Pourquoi cette comparaison ? Car certains compositeurs comme Rossini étaient aussi de grands cuisiniers ! Plus sérieusement, l’art culinaire parle au plus grand nombre tandis que le travail du son parait souvent plus obscur. À la télévision, on voit fleurir des émissions de cuisine qui rencontrent un grand succès, bien que les spectateurs soient privés de la perception la plus importante : le goût. L’ouïe est un sens dont la plupart des gens sous-estiment l’importance, car tout comme le goût et l’odorat, il accède directement à nos émotions.
Note : Dans cet article, je ferai des analogies entre le travail du son et l’art culinaire. Il s’agit bien sûr de rapprochements métaphoriques qui ont uniquement une finalité didactique.
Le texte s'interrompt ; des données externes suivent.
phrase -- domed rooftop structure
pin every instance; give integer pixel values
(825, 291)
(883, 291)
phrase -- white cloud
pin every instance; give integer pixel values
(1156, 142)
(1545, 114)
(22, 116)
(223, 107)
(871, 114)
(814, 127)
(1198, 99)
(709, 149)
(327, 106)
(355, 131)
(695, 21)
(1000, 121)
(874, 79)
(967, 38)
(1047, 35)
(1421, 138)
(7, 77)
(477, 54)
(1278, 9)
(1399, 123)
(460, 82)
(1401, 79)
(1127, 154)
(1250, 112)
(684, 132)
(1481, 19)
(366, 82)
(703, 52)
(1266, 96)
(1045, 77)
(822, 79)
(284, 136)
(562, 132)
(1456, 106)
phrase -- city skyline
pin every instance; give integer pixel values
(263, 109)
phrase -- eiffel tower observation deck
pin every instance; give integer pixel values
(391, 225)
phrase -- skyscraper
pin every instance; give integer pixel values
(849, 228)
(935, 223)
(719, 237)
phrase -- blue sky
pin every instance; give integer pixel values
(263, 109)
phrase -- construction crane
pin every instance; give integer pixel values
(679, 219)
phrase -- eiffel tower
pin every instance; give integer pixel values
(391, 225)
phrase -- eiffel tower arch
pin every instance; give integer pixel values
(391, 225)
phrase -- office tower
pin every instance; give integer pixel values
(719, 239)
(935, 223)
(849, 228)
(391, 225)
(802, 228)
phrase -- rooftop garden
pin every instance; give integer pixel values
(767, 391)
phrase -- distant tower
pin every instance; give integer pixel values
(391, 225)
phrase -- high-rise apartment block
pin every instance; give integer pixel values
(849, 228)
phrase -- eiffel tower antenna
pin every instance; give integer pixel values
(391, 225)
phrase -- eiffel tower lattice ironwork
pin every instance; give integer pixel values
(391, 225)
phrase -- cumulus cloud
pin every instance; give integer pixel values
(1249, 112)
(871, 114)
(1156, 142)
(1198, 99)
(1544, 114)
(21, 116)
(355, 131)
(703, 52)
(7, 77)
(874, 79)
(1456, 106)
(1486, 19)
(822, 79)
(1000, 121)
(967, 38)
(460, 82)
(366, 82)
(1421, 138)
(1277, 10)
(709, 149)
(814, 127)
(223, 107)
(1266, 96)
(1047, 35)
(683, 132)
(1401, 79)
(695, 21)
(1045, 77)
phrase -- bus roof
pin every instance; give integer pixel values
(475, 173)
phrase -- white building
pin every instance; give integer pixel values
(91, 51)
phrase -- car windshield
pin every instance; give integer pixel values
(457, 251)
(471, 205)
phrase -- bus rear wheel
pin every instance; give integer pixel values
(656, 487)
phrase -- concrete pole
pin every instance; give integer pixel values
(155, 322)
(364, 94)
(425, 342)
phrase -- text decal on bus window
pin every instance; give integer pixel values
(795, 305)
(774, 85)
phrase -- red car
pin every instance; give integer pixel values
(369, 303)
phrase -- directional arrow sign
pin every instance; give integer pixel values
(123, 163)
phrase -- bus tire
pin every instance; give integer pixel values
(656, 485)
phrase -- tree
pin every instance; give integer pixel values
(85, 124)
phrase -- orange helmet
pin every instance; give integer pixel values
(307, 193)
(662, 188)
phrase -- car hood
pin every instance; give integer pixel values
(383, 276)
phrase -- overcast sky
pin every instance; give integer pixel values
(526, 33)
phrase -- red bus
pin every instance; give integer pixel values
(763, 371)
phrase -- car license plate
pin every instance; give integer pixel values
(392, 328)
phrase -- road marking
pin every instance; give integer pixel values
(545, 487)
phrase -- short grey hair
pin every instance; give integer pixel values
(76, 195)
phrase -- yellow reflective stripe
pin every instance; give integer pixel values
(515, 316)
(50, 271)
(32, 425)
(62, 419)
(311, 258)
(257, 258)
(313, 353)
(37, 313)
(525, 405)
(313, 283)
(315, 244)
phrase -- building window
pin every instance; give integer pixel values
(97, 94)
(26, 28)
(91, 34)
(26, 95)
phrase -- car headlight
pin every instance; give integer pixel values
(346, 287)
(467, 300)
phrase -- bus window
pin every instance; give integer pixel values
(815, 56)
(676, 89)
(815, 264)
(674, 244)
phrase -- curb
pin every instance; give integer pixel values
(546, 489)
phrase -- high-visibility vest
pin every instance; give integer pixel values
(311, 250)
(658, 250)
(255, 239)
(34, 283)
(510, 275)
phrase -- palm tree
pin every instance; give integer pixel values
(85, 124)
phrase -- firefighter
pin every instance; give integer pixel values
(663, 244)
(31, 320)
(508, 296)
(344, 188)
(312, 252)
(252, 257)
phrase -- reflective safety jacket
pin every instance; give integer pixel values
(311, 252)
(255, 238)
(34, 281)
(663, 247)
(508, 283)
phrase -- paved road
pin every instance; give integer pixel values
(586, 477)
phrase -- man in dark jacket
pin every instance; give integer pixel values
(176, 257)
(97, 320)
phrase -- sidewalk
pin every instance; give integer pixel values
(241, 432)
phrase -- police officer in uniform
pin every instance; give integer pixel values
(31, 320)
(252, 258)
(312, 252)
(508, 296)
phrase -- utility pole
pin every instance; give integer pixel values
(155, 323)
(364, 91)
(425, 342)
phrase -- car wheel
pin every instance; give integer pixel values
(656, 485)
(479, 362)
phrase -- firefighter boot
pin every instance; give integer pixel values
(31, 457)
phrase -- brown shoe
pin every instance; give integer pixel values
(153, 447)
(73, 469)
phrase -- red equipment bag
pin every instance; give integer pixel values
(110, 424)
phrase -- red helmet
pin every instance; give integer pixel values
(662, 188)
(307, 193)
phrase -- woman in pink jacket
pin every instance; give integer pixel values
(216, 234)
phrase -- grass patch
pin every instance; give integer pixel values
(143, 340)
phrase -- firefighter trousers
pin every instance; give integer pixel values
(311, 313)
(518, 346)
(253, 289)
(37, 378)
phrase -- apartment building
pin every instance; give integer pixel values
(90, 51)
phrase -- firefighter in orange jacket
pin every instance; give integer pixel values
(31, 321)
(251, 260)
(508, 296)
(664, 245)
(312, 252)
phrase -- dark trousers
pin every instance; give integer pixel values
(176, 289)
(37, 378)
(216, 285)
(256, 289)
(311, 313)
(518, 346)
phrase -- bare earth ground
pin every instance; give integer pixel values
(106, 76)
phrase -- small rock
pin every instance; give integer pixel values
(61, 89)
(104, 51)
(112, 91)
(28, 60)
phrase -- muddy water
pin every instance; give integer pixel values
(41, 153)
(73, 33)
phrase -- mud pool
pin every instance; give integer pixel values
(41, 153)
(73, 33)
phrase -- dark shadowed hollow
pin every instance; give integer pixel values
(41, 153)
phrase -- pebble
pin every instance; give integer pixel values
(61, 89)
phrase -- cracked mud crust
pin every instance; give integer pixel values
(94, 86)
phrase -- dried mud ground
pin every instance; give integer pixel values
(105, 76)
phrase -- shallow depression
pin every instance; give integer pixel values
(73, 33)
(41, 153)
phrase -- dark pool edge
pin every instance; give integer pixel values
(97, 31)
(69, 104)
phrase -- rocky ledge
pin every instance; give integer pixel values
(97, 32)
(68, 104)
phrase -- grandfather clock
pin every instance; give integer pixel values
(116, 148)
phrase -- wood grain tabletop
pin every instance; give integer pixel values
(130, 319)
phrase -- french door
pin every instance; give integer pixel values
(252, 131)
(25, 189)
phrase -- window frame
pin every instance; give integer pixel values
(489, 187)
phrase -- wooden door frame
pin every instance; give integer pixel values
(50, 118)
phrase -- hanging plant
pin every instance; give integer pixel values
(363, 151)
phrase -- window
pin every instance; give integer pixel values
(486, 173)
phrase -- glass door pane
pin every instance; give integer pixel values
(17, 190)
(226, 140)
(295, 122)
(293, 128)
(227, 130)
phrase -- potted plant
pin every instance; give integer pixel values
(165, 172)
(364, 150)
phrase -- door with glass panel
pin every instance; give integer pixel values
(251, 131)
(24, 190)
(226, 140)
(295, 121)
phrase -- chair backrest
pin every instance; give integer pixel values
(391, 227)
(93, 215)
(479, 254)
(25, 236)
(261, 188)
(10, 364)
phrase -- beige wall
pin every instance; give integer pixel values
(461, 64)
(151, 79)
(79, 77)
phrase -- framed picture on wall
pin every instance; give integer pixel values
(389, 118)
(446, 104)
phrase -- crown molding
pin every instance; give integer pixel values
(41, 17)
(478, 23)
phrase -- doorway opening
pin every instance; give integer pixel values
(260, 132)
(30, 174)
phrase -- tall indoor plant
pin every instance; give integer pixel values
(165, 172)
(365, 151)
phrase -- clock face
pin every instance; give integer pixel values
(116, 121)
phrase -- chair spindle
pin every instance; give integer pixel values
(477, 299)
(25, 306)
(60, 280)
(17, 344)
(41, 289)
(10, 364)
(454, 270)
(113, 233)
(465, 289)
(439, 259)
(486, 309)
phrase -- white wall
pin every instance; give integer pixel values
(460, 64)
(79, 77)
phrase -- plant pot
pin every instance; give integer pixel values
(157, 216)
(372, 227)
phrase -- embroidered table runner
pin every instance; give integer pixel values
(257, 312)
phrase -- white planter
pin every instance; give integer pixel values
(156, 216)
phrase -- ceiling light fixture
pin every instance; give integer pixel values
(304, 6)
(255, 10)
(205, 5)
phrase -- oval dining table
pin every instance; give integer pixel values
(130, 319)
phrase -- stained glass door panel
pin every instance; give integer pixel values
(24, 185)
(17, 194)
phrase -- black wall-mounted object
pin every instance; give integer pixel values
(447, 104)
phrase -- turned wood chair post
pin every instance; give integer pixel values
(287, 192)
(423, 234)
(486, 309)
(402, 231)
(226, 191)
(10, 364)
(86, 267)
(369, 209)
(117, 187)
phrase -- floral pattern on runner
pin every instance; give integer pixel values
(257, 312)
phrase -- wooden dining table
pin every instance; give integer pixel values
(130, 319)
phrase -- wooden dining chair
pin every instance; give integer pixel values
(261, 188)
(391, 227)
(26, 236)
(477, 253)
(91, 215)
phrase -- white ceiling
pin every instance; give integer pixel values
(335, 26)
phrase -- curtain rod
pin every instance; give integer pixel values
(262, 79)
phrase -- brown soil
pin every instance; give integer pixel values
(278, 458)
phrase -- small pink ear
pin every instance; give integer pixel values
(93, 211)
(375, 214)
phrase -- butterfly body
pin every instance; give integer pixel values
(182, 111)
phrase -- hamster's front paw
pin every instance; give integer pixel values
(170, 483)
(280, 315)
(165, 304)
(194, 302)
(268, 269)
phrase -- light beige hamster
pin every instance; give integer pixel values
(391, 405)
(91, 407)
Le sound design, traduit en français par illustration sonore, habillage sonore ou encore conception sonore selon le contexte, est un terme assez large qui regroupe plusieurs étapes distinctes : l’enregistrement de sons, le bruitage, le montage son et le mixage.
Le montage son
C’est la forme la plus répandue de design sonore. Il s’agit d’assembler plusieurs sons différents pour créer un nouvel effet sonore ou une bande son originale. Il n’y a pas de règles, les sources peuvent être multiples. On peut tout à fait assembler des sons enregistrés à l’extérieur avec d’autres issus de studio, des bruitages et des effets sonores provenant de sonothèques. Chaque concepteur sonore a sa propre stratégie. En cuisine, on peut tout à fait prendre des ingrédients de plusieurs origines pour les assembler dans un même plat. Chaque cuisinier a ses recettes et seul le résultat compte.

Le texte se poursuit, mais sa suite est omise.